La NASA presentó su avión supersónico X-59 a principios de 2024 y cocinó su primera prueba de funcionamiento del motor de postcombustión máxima a finales del mismo año, pero no fue hasta octubre de 2025 cuando dicha aeronave efectuó con éxito el primer vuelo. Tal y como dio a conocer la agencia espacial estadounidense, X-59 funcionó como estaba previsto, verificando las cualidades iniciales de vuelo y el rendimiento de los datos aéreos para demostrar el compromiso de ampliar los límites de la innovación aeroespacial. Y ahora, para reafirmar la idea de crear soluciones para el futuro de los vuelos, el avión X-59 de la NASA está a punto de efectuar su segundo vuelo.
Según la información compartida por la agencia estadounidense en un comunicado, el piloto de pruebas Jim ‘Clue’ Less se pondrá al mando de la aeronave para despegar y aterrizar en la Base de la Fuerza Aérea Edwards (California, Estados Unidos), teniendo en cuenta que estará acompañado por el piloto Nils Larson, quien volará cerca en un avión F/A-18 de la NASA para observar al X-59.
Además, para este segundo vuelo, la NASA y Lockheed Martin han llevado a cabo un exhaustivo mantenimiento e inspecciones porque se volvió a instalar el motor, una sección de la cola conocida como empenaje inferior, el asiento y más de 70 paneles para “pasar a la siguiente fase”.
¿Qué se puede esperar del segundo vuelo de X-59?
El segundo vuelo del X-59 marca el inicio de las pruebas de expansión de la envolvente de vuelo porque el equipo de la NASA estudia “detenidamente” el rendimiento del avión.
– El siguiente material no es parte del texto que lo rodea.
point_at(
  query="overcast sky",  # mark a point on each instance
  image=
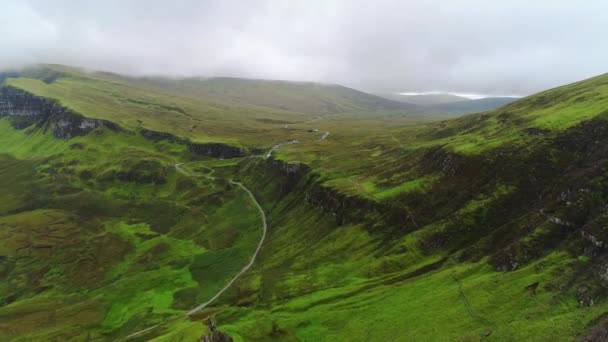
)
(470, 46)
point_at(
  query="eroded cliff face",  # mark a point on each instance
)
(25, 110)
(217, 150)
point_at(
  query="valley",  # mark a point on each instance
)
(138, 208)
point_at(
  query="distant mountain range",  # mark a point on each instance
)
(450, 104)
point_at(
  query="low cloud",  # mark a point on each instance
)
(466, 46)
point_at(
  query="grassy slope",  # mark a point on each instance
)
(297, 97)
(83, 253)
(314, 281)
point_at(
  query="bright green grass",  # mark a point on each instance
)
(432, 307)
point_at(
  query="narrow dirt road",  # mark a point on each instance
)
(253, 257)
(238, 275)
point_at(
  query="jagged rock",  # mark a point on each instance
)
(214, 334)
(26, 110)
(217, 150)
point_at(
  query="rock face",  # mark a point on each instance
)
(160, 136)
(214, 334)
(297, 177)
(217, 150)
(26, 110)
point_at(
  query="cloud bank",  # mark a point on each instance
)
(468, 46)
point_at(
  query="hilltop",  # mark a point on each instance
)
(122, 212)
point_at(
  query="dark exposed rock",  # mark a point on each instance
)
(159, 136)
(217, 150)
(536, 131)
(597, 332)
(26, 110)
(214, 334)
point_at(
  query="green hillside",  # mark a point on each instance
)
(301, 97)
(120, 213)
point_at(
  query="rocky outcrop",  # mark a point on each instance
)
(215, 335)
(160, 136)
(26, 110)
(214, 150)
(297, 177)
(217, 150)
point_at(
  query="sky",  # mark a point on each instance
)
(475, 47)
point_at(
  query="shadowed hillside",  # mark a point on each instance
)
(120, 213)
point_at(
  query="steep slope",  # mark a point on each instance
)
(489, 226)
(301, 97)
(424, 100)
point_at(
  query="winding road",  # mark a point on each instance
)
(259, 246)
(238, 275)
(253, 257)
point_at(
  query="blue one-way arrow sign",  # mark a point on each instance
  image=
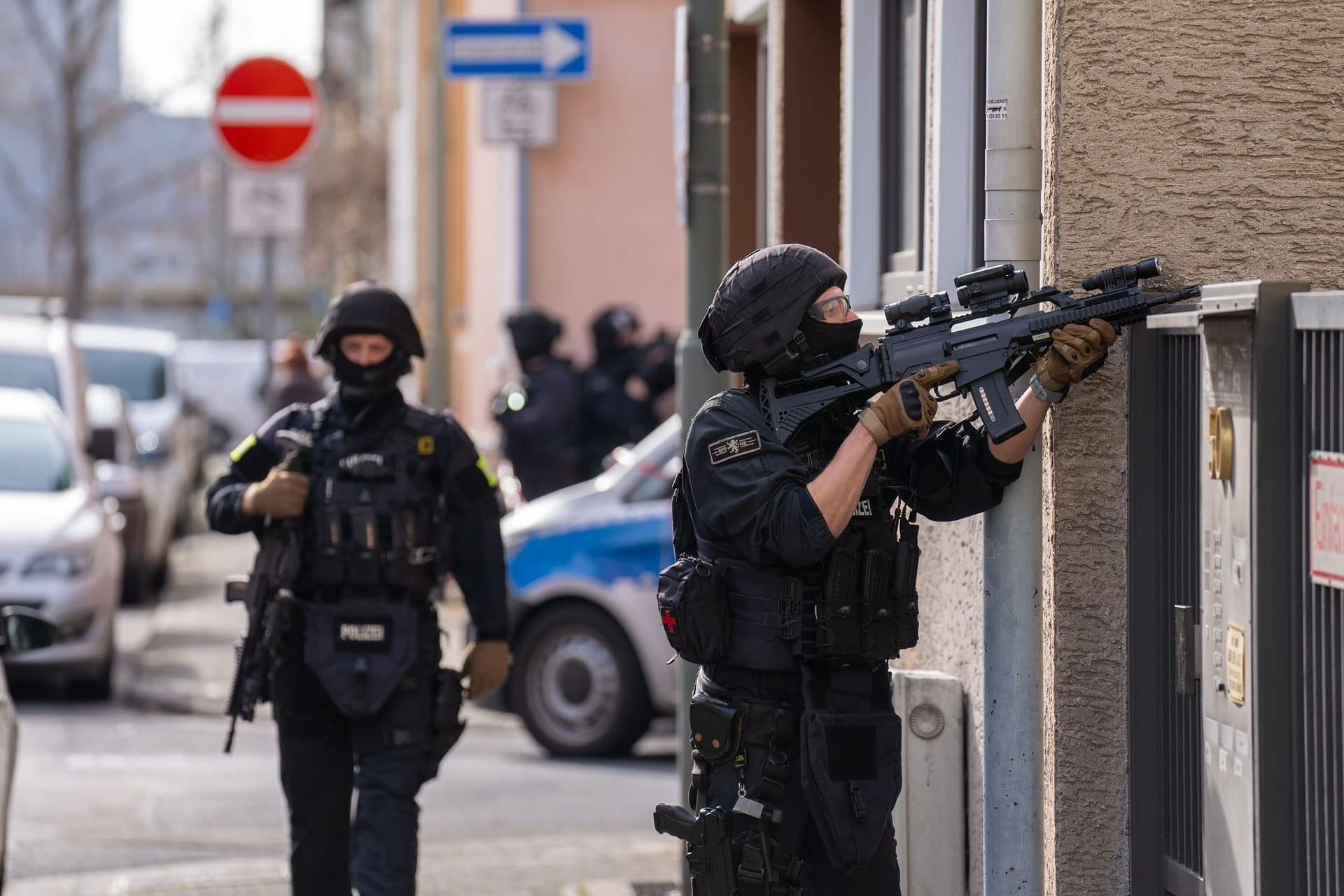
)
(554, 49)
Pero, ¿qué se puede esperar de este hito aeronáutico?
Cathy Bahm, jefa de proyecto de la NASA para el Demostrador de Vuelo de Bajo Nivel de Ruido, afirma en el comunicado que el segundo vuelo es “muy similar” al primero: “Comenzaremos el vuelo en las mismas condiciones de prueba que el primero para asegurarnos de que el X-59 funcione como se espera después de la fase de mantenimiento, y luego comenzaremos a ampliar su envolvente de vuelo realizando pruebas a mayor altitud y velocidad“. Por lo tanto, una vez que el avión alcance una velocidad aproximada de unos 370 kilómetros por hora a unos 3.650 metros de altitud, el equipo de la NASA realizará las comprobaciones funcionales necesarias para alcanzar una velocidad de 420 kilómetros por hora a unos 6.100 metros.
Según la NASA, la ampliación de la envolvente de vuelo será un proceso gradual a medida que la aeronave se acerca a los parámetros de la misión, que consisten en alcanzar casi 1.490 kilómetros por hora a una altitud de 16.800 metros para lograr un vuelo supersónico.
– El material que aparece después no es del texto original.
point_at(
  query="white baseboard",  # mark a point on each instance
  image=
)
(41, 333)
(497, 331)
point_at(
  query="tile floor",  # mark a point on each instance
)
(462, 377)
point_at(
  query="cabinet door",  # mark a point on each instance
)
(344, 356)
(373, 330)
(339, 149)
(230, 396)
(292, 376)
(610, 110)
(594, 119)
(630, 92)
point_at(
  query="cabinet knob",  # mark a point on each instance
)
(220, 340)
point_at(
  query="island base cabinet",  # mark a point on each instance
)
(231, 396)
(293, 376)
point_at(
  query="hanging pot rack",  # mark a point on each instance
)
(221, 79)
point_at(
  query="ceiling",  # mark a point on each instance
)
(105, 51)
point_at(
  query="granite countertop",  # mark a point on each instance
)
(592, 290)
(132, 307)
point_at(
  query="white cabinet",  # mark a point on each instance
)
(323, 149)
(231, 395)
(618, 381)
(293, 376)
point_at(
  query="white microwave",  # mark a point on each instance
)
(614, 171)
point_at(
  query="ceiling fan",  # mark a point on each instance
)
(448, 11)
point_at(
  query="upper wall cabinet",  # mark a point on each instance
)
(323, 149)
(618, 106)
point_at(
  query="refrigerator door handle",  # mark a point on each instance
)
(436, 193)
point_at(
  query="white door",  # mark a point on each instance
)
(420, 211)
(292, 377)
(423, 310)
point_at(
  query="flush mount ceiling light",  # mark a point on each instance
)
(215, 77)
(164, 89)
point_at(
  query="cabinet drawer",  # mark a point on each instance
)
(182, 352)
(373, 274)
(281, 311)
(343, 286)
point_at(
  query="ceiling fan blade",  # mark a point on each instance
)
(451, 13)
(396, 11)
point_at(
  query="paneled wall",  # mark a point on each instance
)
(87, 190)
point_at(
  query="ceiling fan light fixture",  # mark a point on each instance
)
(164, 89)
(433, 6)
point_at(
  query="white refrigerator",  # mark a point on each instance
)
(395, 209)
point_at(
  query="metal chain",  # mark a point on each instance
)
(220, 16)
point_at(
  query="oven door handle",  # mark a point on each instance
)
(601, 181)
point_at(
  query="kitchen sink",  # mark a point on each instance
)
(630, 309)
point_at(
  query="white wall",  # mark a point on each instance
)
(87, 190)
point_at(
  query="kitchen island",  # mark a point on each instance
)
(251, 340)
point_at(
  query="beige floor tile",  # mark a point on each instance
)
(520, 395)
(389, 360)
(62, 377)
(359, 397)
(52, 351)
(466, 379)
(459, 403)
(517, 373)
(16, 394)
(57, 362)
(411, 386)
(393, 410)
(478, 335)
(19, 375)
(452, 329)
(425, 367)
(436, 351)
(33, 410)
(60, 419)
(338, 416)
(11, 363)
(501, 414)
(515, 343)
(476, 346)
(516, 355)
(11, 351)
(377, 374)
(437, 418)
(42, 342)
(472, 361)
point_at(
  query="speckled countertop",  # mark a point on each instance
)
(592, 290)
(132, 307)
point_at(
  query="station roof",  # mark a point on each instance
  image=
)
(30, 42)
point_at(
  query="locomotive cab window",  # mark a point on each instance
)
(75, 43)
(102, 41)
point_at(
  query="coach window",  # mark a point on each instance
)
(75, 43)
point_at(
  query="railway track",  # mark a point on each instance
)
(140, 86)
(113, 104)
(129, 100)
Los siguientes pasos: compruebe el nivel de ruido y volar a más velocidad.
De cara a los próximos meses, La NASA quiere que el X-59 vuele a más velocidad y altitud.al mismo tiempo que desea validar su seguridad y rendimiento.
Dicho avión es la “pieza central” de la misión Quest de la NASA y tiene como objetivo inaugurar una nueva era de vuelos supersónicos comerciales y silenciosospor lo tanto, con este segundo vuelo, X-59 demostrará que una aeronave puede volar más rápido que la velocidad del sonido para reducir “el típico estampido sónico a un sonido más sordo”.
Cabe mencionar que, según la agencia estadounidense, “el equipo estudiará cómo el diseño de la aeronave dispersa las ondas de choque que normalmente se fusionan en un estampido sónico”, por lo tanto, tras la validación acústica, la NASA planea recopilar datos sobre cómo perciben los habitantes estadounidenses el nivel de ruido de X-59.